Ivy Ross: saliency is a term that's used in neuroscience to help to explain how and why something is important to you. You have so many sensorial stimuli coming into your body all the time and those senses trigger feelings that trigger emotions, that figure thinking. your brain has to filter out inputs that your brain doesn't think is important so that you can focus on the things that are important. And so something that is salient to you is something that's either important to you for practical or emotional reasons. Researchers have been discovering that highly salient experiences like arts and esthetics actually help to build new synaptic connections. These synaptic connections, as I was mentioning earlier, are how that we store knowledge and how we actually can retrieve information and these salient networks, the salient experiences turn out to be as unique as your fingerprint.
Ivy Ross: And the great thing is that your brain also prunes out to make room for these new experiences. Some of the. Old connections. So we're actually rewiring our brain, the more new salient experiences we have.

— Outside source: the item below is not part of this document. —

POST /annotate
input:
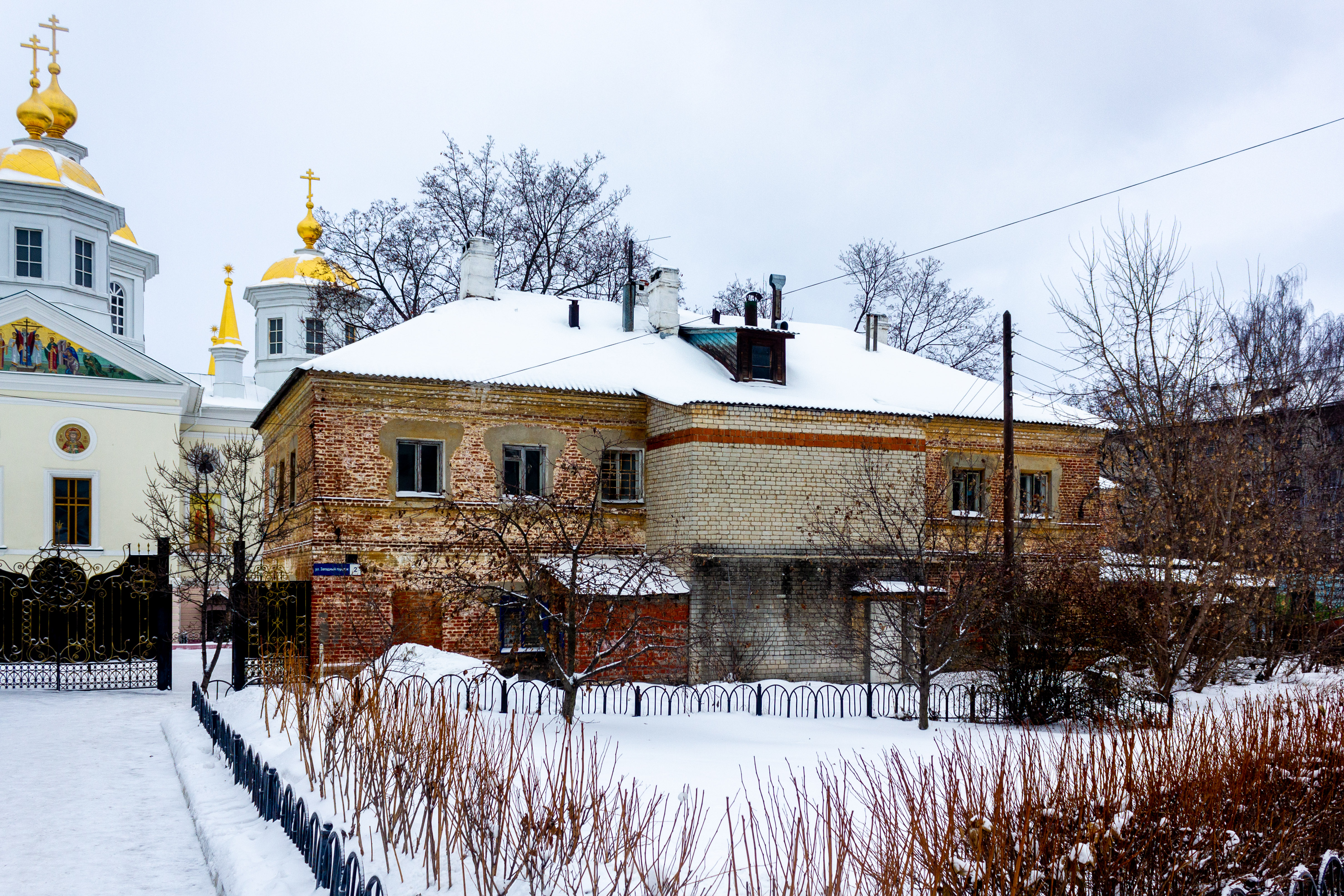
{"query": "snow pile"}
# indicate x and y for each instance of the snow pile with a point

Ivy Ross: There's a researcher in Texas named James Pennebaker, who's done a lot of work in expressive writing for 25, 30 years. And what he has seen that the ability to write down how you're feeling and sometimes even sharing something that you haven't shared with someone else a secret helps to lower what's called cognitive load. So lightens your load, makes you feel better.
Ivy Ross: There's a game for children with ADHD that actually enables them to spend more time concentrating. There has been VR headset with a program for burn patients who are in tremendous pain, but in the VR headset, they're in a cold setting in Alaska with penguins, and literally their brain takes the pain away because the body thinks it's in a cold situation. So those are two examples where VR or the digital world is helping as well as, like I mentioned earlier, connecting people through the arts or teaching people. There was during COVID dancing for Parkinson's, people from all over the world were able to dance together online because of the Internet. So there's a lot of uses of digital arts, VR that are truly helpful.
Ivy Ross: In the book, we talk to first responders who are doing things as simple as woodworking and welding and painting, doodling that really helps with PTSD and ongoing trauma.
Ivy Ross: Susan and I, together with Google's support, did an exhibition, which was really the first time that the public got to experience what Neuroaesthetics is about. What we did is it reminded me when you're talking about enriched environments, we had three different living rooms, situations, each one totally different textures, colors, music, scent, artwork, books, and they were very much designed to be very different from each other with different scents and colors and textures.
Ivy Ross: the book that Ivy and I wrote really came out of a need to bring this work to the general public, to outside of academia, outside of researchers, to be able to show how this could affect us every day in so many of the places and spaces that we inhabit.